Orange County land?ll to close, Rogers Road residents to ask county for restitution

After much waiting, Rogers Road residents expect to see Orange County Landfill close in June 2013 — and tonight, they will ask county commissioners to give them more to make up for the years their community has hosted county waste.

The Orange County Board of Commissioners will meet tonight to discuss the impending closure of the county landfill on Eubanks Road. After it closes, all waste will be transported to a Durham waste transfer station by truck.

The Rogers-Eubanks Neighborhood Association has made several requests from the county in addition to closing the landfill, which has operated in the community since 1972.

According to agenda items, commissioners received recommendations in May from association asking the county to consider measures to minimize the long-term health effects of the landfill on the neighborhood.

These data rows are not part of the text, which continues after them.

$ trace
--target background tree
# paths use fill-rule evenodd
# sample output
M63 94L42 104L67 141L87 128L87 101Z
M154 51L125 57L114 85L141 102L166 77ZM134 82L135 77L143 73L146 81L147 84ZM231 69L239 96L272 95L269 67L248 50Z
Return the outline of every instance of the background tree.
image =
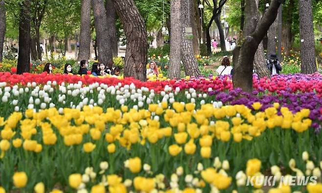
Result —
M301 72L312 74L317 71L311 0L299 0L299 35L301 42Z
M108 31L106 10L103 0L92 0L93 12L95 21L95 29L98 54L98 62L106 65L113 60L110 41ZM124 14L127 14L124 13ZM109 67L112 69L112 66Z
M127 40L124 76L146 80L147 37L143 18L133 0L112 0Z
M276 19L277 10L282 0L273 0L261 21L256 16L257 5L255 0L245 1L245 21L242 42L238 62L234 66L232 83L234 88L244 91L253 90L253 62L258 45ZM257 24L258 23L258 24Z
M211 26L212 22L214 21L217 27L219 32L219 38L220 38L220 47L222 51L226 51L226 41L225 41L225 33L224 33L224 29L221 25L220 21L220 14L221 14L221 10L227 1L227 0L220 0L219 4L217 5L217 0L212 0L213 3L213 10L212 10L212 16L210 19L210 21L208 23L207 28L206 29L206 39L207 39L207 52L208 54L211 54L211 39L209 32L210 28Z
M91 0L82 0L78 61L91 58Z
M115 26L115 11L112 0L106 0L106 17L110 45L113 57L117 56L118 38Z
M0 62L2 61L3 42L6 29L6 13L4 0L0 0Z
M181 0L171 0L171 28L169 78L180 78L182 30Z
M20 5L19 51L17 74L29 72L30 69L30 0Z
M181 6L181 21L182 23L182 43L181 54L186 76L199 77L200 72L198 68L198 63L193 54L192 40L187 37L186 28L191 27L191 9L192 0L182 0ZM173 29L172 28L172 33ZM172 39L173 41L173 39Z

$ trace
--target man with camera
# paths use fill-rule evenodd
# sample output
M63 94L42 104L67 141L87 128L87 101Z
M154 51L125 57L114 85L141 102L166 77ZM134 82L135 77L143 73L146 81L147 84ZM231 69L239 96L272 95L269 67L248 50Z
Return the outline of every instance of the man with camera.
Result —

Among other requests, the organization has asked the county to build a community center and to connect remaining homes to public water and sewer lines.

Mitigating impacts

Many houses in the Rogers Road community rely on backyard wells, and residents worry that seepage from the landfill could contaminate their water.

A survey by the Orange County Health Department last year found nine of 11 wells in the Rogers Road community are contaminated and don’t meet Environmental Protection Agency standards.

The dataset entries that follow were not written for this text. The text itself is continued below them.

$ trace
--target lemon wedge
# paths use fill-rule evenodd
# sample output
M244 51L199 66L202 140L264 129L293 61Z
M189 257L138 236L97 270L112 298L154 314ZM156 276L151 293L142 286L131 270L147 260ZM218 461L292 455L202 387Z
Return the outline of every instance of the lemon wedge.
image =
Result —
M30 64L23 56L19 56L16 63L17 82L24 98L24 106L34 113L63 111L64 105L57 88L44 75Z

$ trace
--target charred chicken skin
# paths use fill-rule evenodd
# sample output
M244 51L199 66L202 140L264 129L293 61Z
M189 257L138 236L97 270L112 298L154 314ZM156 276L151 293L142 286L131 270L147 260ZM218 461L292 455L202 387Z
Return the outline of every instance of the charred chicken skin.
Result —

The county has been working to correct what has been labelled an injustice by residents and other community members. In October, commissioners confirmed they would extend water services to 67 properties in the Rogers Road community, though Commissioner Earl McKee said some non-historic homes weren’t connected.

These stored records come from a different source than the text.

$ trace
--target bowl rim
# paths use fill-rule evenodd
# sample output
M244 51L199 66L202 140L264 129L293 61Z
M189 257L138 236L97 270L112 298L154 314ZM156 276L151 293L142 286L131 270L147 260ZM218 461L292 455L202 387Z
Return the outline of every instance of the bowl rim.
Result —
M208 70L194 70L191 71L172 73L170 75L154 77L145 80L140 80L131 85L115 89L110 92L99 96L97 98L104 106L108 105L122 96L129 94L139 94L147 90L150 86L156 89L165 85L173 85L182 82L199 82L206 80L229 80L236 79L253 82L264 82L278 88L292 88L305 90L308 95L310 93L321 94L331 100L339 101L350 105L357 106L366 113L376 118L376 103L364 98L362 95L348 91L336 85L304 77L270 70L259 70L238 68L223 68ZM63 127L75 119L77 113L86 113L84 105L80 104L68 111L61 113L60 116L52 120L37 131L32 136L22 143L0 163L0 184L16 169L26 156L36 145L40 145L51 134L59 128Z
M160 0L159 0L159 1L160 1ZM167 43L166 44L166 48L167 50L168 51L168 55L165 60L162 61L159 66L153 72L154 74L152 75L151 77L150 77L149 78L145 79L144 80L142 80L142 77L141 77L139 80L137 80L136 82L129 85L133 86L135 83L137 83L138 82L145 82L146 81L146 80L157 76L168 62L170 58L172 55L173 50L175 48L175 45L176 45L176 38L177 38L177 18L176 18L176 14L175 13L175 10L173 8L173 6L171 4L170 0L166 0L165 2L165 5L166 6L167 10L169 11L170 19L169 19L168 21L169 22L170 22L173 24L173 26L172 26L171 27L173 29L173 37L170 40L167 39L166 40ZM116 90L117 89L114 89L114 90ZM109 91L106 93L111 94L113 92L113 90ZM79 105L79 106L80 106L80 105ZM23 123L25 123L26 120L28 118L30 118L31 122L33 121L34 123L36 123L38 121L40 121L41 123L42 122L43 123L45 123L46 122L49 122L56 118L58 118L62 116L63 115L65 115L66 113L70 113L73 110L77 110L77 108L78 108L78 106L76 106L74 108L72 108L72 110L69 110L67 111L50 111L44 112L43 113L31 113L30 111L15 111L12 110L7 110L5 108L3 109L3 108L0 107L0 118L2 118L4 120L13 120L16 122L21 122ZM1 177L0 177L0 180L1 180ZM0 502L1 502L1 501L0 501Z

Since the county took control of the landfill about 10 years ago, they have also built sidewalks through the historically minority and low-income Rogers Road community, extended bus lines to the area and planted trees, County Manager Frank Clifton said.

Despite the county’s past efforts to fix the problem, not all of the requests on tonight’s agenda have been well-received by county staff in their recommendations to commissioners.

“The problem the county has with some of the requests is that they are not necessarily affiliated with the landfill,” Clifton said.

The agenda states that it would not be appropriate to use money generated by a tipping fee applied to the landfill’s use to build a community center.

The staff recommendation does support funding water hook ups with landfill money. It also notes that the county and towns of Chapel Hill and Carrboro could address funding and building a community center in other ways.

Carrboro Mayor Mark Chilton said he hopes many of the requests pass.

“I think we owe them the sewers in the neighborhood for putting up with our garbage for the last 40 years,” Chilton said.

He said he is worried, though, that if the county funds the new sewage lines, it will inspire new development in the area that might cause gentrification.

“I hope we will find a way to preserve the affordable housing on Rogers Road,” Chilton said. “We don’t want members of the black community to feel like they are being pushed out.”